Although decorative windsocks originated in Japan and China centuries ago, their purpose and design took a new direction with the advent of aviation.
Planes take off into the wind - with the wind blowing into the front of the plane - to give the wings greater lift. Pilots also land into the wind for greater control of the aircraft. Pilots must know the direction of the wind and be able to gage wind speed in order to take off and land safely. In the early days of aviation, a simple flag or streamer may have been the beginning of the practical windsock, a tapered cone open at each end to allow wind to blow through and thus indicate wind direction and velocity.
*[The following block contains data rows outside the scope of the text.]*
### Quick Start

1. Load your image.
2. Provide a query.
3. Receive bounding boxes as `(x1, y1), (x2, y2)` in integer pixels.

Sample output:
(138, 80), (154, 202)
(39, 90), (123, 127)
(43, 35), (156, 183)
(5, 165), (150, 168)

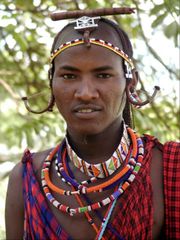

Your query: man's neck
(67, 119), (123, 164)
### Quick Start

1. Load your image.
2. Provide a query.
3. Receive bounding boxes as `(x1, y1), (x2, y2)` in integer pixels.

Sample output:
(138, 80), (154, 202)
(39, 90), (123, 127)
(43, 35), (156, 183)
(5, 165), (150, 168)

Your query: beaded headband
(50, 38), (134, 78)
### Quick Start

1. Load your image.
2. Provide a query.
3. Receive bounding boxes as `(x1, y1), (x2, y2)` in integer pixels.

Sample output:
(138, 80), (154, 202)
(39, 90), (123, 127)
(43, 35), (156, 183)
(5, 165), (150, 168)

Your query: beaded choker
(66, 124), (130, 178)
(42, 128), (144, 215)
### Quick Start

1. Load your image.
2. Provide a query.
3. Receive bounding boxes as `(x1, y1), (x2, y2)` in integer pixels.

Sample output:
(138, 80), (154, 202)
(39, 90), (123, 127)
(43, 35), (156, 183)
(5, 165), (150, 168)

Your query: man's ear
(130, 68), (139, 89)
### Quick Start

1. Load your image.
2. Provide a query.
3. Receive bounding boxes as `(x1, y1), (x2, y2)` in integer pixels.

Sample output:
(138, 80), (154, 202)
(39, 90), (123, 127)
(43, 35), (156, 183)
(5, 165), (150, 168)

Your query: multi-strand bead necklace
(42, 125), (143, 215)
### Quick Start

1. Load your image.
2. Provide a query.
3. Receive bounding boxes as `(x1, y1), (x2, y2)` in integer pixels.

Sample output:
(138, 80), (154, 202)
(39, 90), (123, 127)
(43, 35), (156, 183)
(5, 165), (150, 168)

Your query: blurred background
(0, 0), (180, 239)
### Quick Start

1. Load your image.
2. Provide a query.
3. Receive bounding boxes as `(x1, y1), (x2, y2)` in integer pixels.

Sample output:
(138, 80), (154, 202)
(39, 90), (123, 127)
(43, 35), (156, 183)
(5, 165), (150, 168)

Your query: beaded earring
(126, 68), (160, 108)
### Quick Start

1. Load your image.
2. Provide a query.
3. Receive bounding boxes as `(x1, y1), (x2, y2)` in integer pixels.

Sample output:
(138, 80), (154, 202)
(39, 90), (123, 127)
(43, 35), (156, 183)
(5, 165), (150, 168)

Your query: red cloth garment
(163, 142), (180, 240)
(106, 136), (160, 240)
(23, 135), (180, 240)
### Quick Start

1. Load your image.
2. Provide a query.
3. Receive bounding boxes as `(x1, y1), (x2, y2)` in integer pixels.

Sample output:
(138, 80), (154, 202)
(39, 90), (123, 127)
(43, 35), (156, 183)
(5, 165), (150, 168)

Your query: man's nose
(75, 77), (99, 101)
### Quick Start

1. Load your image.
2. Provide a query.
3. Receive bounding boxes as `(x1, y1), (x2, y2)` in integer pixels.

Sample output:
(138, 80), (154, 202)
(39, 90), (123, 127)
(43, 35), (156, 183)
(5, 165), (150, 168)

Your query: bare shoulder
(5, 149), (51, 239)
(5, 162), (24, 239)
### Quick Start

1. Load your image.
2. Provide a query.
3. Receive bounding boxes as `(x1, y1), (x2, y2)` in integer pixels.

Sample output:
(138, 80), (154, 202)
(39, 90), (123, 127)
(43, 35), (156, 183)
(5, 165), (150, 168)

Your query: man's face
(53, 45), (126, 135)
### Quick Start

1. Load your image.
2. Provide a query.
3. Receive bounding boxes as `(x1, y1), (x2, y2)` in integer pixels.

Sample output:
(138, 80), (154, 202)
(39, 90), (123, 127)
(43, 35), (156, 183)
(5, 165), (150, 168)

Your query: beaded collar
(66, 124), (130, 178)
(41, 128), (144, 216)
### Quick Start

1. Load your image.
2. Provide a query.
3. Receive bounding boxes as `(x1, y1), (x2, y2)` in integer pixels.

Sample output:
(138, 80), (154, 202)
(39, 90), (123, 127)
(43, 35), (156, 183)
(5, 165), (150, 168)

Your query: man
(6, 8), (179, 240)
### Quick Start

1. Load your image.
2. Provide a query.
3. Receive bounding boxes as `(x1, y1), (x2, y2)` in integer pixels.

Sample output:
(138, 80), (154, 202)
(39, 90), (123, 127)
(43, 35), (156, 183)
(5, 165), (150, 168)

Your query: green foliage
(0, 0), (180, 236)
(0, 0), (179, 154)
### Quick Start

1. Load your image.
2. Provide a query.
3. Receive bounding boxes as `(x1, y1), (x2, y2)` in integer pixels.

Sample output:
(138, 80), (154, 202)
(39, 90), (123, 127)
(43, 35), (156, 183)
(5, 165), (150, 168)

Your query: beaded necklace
(42, 128), (143, 215)
(60, 145), (124, 240)
(66, 124), (130, 178)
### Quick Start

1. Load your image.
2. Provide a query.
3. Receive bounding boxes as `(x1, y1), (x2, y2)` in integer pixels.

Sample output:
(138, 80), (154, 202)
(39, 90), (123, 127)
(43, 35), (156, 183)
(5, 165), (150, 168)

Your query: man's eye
(97, 73), (112, 78)
(61, 73), (76, 79)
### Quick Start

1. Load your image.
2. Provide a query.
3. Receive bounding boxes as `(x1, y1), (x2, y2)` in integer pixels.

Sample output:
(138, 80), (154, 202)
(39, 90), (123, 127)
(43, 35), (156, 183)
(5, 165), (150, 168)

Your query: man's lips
(73, 104), (102, 114)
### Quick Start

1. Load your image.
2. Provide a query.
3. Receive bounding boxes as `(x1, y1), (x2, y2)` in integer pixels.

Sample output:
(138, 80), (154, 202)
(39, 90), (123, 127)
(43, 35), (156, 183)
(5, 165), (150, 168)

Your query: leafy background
(0, 0), (180, 239)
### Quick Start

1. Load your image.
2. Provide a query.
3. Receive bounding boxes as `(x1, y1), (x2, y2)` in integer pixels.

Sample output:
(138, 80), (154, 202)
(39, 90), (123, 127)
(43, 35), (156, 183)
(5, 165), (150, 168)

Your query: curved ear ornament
(126, 69), (160, 108)
(21, 92), (54, 114)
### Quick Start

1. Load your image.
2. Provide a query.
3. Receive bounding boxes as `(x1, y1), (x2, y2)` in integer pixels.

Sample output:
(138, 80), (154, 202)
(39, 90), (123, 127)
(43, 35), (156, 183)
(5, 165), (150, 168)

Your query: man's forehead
(55, 21), (122, 49)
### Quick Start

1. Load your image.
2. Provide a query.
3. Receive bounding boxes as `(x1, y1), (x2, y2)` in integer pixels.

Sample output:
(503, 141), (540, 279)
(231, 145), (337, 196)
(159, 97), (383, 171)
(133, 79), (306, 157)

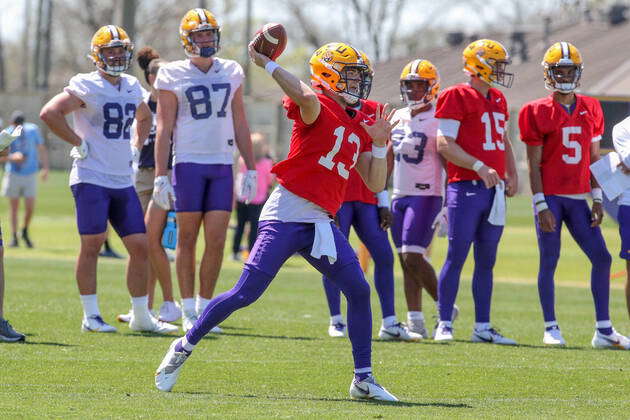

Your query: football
(253, 23), (287, 60)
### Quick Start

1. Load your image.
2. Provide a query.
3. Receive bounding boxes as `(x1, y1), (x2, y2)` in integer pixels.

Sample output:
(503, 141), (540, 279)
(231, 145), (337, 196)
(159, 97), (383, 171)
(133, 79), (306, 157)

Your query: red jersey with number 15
(271, 93), (371, 216)
(343, 99), (383, 204)
(435, 83), (510, 183)
(518, 94), (604, 195)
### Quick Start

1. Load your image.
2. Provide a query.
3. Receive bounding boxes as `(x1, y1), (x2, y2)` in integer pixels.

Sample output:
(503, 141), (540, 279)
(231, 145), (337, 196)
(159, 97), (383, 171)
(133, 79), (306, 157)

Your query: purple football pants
(438, 181), (503, 322)
(322, 201), (396, 318)
(186, 221), (372, 369)
(535, 195), (612, 322)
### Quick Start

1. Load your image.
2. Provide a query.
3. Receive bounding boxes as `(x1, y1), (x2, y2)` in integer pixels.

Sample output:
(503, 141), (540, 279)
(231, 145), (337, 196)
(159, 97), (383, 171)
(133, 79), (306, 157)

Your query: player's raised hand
(361, 104), (396, 147)
(477, 165), (501, 188)
(591, 201), (604, 227)
(538, 209), (556, 232)
(247, 41), (271, 68)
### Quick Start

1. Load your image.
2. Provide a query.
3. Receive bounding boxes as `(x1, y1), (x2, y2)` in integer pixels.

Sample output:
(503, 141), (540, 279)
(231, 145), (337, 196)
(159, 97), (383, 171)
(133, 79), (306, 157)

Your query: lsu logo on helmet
(179, 8), (221, 57)
(309, 42), (373, 104)
(88, 25), (133, 76)
(541, 42), (584, 93)
(400, 58), (440, 109)
(463, 39), (514, 88)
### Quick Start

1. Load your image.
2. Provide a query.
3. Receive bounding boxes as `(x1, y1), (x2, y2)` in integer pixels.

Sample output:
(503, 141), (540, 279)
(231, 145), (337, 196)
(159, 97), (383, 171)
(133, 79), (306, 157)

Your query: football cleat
(543, 325), (567, 346)
(158, 302), (182, 322)
(350, 375), (398, 401)
(0, 318), (26, 343)
(328, 322), (347, 338)
(155, 338), (190, 392)
(591, 328), (630, 350)
(470, 328), (516, 346)
(378, 322), (422, 341)
(129, 313), (179, 334)
(81, 315), (116, 332)
(407, 318), (429, 338)
(433, 321), (453, 341)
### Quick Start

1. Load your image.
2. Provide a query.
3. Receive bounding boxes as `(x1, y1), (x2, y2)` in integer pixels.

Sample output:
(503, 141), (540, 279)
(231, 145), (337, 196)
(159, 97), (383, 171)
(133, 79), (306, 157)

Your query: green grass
(0, 173), (630, 419)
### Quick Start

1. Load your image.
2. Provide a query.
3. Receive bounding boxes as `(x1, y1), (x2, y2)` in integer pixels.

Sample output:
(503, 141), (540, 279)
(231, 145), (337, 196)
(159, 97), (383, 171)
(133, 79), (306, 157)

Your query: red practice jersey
(435, 83), (510, 183)
(343, 99), (383, 204)
(518, 94), (604, 195)
(272, 93), (372, 216)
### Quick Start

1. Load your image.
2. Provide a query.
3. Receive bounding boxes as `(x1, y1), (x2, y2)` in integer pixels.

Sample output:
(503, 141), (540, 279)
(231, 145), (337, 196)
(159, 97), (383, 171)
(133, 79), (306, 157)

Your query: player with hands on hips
(155, 43), (397, 401)
(434, 39), (518, 344)
(519, 42), (630, 349)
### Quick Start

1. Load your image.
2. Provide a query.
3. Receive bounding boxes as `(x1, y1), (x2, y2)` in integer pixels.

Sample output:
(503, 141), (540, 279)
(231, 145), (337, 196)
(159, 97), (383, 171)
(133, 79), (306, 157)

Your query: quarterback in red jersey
(434, 39), (518, 344)
(155, 43), (397, 401)
(519, 42), (630, 349)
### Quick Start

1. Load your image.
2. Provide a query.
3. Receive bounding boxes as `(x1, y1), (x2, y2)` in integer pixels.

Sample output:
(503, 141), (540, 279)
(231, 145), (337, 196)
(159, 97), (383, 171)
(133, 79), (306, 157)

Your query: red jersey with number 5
(435, 83), (510, 183)
(271, 94), (371, 216)
(518, 94), (604, 195)
(343, 99), (383, 204)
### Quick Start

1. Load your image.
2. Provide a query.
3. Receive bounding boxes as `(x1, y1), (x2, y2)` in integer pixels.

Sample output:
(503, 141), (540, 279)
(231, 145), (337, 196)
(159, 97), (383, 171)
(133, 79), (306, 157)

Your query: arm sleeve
(518, 105), (543, 146)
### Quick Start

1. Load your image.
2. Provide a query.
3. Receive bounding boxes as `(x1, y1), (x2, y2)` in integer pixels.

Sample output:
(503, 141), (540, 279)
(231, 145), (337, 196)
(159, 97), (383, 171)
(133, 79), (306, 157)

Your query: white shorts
(2, 172), (37, 198)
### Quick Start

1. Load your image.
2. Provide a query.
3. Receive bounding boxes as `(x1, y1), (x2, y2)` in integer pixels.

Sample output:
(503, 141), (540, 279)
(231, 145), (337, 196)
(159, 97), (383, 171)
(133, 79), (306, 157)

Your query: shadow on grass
(178, 391), (475, 408)
(220, 332), (320, 341)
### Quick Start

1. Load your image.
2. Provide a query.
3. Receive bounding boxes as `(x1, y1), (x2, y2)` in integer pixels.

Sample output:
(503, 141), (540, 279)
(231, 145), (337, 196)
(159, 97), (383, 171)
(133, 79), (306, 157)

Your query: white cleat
(470, 328), (516, 346)
(378, 322), (422, 341)
(158, 302), (182, 322)
(81, 315), (117, 333)
(591, 328), (630, 350)
(543, 325), (567, 346)
(407, 318), (429, 338)
(350, 375), (398, 401)
(129, 314), (179, 334)
(433, 321), (453, 341)
(155, 338), (190, 392)
(328, 322), (347, 338)
(182, 311), (198, 332)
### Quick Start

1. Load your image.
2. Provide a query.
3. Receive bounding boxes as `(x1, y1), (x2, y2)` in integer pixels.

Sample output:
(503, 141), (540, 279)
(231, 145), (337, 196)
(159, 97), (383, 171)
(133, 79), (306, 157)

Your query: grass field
(0, 173), (630, 419)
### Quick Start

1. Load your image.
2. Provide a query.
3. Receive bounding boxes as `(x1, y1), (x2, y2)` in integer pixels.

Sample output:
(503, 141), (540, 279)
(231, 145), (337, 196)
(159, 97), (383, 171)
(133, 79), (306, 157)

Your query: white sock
(383, 315), (398, 328)
(407, 311), (424, 321)
(180, 336), (195, 351)
(475, 322), (490, 331)
(182, 298), (195, 314)
(79, 294), (101, 319)
(195, 295), (211, 316)
(131, 295), (149, 317)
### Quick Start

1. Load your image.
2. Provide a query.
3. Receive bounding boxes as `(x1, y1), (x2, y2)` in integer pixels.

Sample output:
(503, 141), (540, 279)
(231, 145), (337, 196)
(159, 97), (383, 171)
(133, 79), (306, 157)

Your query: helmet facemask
(544, 60), (582, 94)
(186, 24), (221, 57)
(98, 40), (133, 76)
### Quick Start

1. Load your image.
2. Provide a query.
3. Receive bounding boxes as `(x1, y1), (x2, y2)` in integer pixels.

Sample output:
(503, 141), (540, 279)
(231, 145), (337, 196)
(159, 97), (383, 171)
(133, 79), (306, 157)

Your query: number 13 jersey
(391, 107), (444, 196)
(155, 57), (244, 165)
(518, 94), (604, 195)
(272, 93), (372, 216)
(435, 83), (509, 182)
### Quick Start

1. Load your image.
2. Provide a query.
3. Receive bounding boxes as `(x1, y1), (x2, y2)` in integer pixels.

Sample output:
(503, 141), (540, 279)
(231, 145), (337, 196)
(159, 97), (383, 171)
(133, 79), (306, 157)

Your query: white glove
(431, 206), (448, 238)
(70, 140), (88, 160)
(0, 125), (22, 151)
(239, 170), (258, 204)
(152, 175), (175, 210)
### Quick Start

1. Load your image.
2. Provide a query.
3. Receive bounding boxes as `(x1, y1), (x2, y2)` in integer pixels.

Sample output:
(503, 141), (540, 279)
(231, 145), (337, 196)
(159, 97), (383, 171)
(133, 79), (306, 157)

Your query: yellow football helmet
(88, 25), (133, 76)
(541, 42), (584, 93)
(400, 58), (440, 109)
(179, 8), (221, 57)
(463, 39), (514, 88)
(309, 42), (372, 104)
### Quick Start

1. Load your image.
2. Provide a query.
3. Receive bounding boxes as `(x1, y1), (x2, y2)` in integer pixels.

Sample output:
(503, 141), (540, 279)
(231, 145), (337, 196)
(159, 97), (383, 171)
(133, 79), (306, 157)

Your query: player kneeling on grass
(519, 42), (630, 349)
(40, 25), (177, 333)
(155, 43), (397, 401)
(434, 39), (518, 344)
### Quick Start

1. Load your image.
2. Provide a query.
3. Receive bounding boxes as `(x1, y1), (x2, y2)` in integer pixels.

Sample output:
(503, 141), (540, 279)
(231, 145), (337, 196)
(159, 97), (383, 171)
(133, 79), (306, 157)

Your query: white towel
(311, 222), (337, 264)
(488, 181), (505, 226)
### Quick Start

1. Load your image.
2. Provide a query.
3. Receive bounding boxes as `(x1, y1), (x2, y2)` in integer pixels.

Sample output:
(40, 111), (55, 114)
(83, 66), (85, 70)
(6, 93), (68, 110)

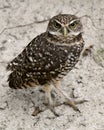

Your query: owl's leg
(32, 84), (59, 116)
(54, 81), (87, 112)
(43, 84), (59, 116)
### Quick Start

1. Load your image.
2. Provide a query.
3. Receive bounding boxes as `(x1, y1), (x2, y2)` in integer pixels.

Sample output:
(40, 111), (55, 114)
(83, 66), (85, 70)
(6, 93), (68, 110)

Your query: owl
(7, 14), (84, 116)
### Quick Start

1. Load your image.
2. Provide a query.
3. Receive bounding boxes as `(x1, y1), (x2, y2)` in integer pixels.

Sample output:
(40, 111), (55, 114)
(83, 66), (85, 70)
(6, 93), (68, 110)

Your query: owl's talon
(32, 107), (42, 116)
(64, 100), (87, 112)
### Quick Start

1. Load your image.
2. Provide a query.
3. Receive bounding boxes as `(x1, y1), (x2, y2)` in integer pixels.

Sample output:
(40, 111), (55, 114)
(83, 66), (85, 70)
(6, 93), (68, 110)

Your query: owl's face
(47, 14), (82, 38)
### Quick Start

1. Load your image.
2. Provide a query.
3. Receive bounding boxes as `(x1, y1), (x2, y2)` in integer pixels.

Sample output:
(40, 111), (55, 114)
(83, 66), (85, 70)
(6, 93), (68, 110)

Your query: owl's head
(47, 14), (82, 38)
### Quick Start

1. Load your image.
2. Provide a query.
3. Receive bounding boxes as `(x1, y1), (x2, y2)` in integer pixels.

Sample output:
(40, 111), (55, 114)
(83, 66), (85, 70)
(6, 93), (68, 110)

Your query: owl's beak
(63, 27), (68, 37)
The larger opening of the sock, the "throat", catches the wind. The taper of the windsock funnels the wind toward the small end of the sock, the "tail", which blows "with the wind" and indicates wind direction. Along with design, visibility is important. Windsocks used in aviation are usually vivid safety orange, a color that provides good contrast to the blue color of the sky. Safety orange is also known as blaze orange and international orange.
High visibility windsocks also have an important industrial application. They are often seen at chemical plants and other types of industrial plants to indicate wind direction in case of an accident in which potentially hazardous chemicals are released.
Through the centuries since their creation, windsocks have been considered a symbol of longevity and good luck. Considering the importance of windsocks from a safety point of view, the symbolism certainly applies in the areas of aviation and industrial manufacturing.